Terceiro: como este tema pode me ajudar na minha relação com os outros? Como ele pode alterar a minha forma de tratar, de servir, de estar? O círculo não se guarda, compartilha-se. O que começa dentro se expande para os outros e gera um impacto em seu ambiente.
Você também pode pedir bibliografia, textos e fontes sobre o tema do círculo. Isso o ajudará a aprofundar o assunto durante a semana. Depois do círculo chega o momento de “mergulhar” no tema que você ouviu. Quanto mais você se aprofundar, mais luzes se acenderão em sua vida interior.
O que fazer em cada parte do círculo
- A oração introdutória destaca a presença do Espírito Santo. É um momento muito poderoso. Vale a pena estar atento, recolher-se, colocar-se verdadeiramente na presença de Deus e abaixar o volume do exterior.
A recapitulação não é um concurso para ver quem se lembra de mais ideias do círculo anterior. No entanto, a formação que você recebe tem um fio condutor, e revisar essas últimas ideias ajuda a torná-la realmente um plano inclinado em sua vida interior.
- O comentário do Evangelho é um convite direto: em que posso me parecer um pouco mais com Jesus hoje? Uma virtude, uma atitude, uma forma de olhar… Você pode entrar no Evangelho como mais uma personagem. Não se trata de uma história passada: hoje, Jesus fala com você, em sua situação concreta.
- Na palestra, anote algo além do título. Anote as ideias que mais o tocam, aquelas que você quiser levar para a oração. O que você ouve é apenas a ponta do iceberg de um tema que você pode trabalhar com Jesus durante o resto da semana.

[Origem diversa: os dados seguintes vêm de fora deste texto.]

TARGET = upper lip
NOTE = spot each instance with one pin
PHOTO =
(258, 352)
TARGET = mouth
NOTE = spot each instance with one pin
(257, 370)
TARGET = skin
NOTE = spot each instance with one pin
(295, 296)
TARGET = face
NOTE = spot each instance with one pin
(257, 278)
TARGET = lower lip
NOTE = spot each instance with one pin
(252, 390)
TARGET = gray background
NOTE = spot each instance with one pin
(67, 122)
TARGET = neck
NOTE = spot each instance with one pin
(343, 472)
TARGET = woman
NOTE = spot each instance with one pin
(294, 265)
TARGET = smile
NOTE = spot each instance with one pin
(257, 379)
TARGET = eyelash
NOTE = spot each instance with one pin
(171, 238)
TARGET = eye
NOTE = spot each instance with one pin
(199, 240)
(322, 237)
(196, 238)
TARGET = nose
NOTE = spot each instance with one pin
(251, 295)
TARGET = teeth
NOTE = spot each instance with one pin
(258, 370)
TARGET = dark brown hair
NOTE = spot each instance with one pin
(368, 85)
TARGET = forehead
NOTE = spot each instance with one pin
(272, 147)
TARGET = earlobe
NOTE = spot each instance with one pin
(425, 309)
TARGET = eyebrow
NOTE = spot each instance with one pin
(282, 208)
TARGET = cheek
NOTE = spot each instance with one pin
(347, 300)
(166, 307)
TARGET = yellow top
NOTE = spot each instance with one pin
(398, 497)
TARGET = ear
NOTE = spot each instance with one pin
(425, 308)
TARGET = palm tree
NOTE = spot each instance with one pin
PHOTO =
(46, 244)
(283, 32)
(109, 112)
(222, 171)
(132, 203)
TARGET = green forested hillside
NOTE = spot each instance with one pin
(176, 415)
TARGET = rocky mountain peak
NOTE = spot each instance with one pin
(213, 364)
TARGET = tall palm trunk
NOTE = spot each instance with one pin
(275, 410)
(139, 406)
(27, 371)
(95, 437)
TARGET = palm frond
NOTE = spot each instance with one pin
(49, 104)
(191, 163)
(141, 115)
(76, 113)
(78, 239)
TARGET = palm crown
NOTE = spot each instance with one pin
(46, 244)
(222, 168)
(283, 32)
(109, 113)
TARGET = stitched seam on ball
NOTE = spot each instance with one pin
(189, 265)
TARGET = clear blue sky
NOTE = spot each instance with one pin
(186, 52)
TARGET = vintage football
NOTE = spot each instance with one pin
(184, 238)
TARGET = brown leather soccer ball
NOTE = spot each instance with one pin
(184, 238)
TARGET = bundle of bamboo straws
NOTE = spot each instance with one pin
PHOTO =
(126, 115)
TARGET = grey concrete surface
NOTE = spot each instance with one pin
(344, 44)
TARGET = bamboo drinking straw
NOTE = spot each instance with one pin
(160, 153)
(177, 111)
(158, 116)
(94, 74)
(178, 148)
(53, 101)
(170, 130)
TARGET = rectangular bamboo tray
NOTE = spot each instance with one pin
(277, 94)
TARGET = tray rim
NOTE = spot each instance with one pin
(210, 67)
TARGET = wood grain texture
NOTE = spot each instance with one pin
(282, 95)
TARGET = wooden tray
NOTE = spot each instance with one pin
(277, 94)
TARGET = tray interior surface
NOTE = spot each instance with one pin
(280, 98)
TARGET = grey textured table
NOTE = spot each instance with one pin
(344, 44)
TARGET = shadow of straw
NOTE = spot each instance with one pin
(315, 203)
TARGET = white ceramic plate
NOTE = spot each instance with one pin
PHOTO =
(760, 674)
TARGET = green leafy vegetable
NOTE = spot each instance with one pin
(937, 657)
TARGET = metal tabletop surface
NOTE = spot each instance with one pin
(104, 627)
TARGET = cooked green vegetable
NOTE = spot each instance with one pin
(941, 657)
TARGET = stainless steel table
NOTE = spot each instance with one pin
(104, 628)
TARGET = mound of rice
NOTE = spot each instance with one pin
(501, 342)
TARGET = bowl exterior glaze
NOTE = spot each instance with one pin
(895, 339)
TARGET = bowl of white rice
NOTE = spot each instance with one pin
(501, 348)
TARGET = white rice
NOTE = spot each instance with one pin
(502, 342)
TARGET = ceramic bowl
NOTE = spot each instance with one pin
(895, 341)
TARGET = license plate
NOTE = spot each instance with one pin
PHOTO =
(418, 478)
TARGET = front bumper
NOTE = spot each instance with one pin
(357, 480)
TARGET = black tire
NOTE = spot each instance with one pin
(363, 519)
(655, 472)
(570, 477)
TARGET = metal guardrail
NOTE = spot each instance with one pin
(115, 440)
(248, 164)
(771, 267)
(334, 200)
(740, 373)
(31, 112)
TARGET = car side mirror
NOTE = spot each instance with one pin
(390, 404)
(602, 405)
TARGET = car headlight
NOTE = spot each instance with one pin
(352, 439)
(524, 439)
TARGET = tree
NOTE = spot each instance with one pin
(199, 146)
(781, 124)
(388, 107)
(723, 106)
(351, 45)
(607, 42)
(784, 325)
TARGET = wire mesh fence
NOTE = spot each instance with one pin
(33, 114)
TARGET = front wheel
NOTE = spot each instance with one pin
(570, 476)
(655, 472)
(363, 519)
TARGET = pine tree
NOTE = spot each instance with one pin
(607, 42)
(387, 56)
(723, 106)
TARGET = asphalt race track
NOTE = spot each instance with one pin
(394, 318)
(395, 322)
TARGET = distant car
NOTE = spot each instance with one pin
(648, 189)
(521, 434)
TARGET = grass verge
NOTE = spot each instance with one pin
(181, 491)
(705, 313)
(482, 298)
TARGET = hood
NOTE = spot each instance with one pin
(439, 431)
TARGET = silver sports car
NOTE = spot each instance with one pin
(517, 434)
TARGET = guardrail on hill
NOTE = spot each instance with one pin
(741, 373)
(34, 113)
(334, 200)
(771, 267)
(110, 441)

- O exame de consciência não é uma checklist nem a hora dos pênaltis. Não se trata de falhas, mas de luta. Marque um gol esta semana. Uma única pergunta. E, tomara, no final do ano, você tenha incorporado muitas delas à sua vida.
- Os assuntos da semana não são apenas avisos. São também uma oportunidade para criar amizade, interessar-se pelas outras pessoas e gerar laços com as pessoas do seu círculo. Podem até fazer parte da tua oração durante a semana: lembre-se, pergunte, acompanhe.
- A leitura costuma estar relacionada ao tema do círculo. Ouça-a devagar, com atenção. Se possível, peça a fonte desse texto para aprofundar-se depois. Isso ajuda muito na reflexão e na continuidade do que foi recebido.
- A coleta do círculo não é uma gorjeta para quem deu a formação, mas um apelo à generosidade de cada um. Por menor que seja, é a sua contribuição para diferentes necessidades. A desculpa de que não se tem moedas não cola mais... o Pix é sempre uma possibilidade.
O círculo diante do sacrário
No fim, tudo se resume a isto: levar o círculo diante de Jesus. Dizer-lhe, a partir do que você anotou: “Jesus, nisto, o que você quer? Com este tema, o que posso dar?”. Quando o círculo passa pela oração, deixa de ser apenas mais uma atividade e se transforma em um motor de vida cristã.
Então, sim: o círculo começa quando acaba. E se torna uma ajuda real para a sua vida e para a sua amizade com os outros.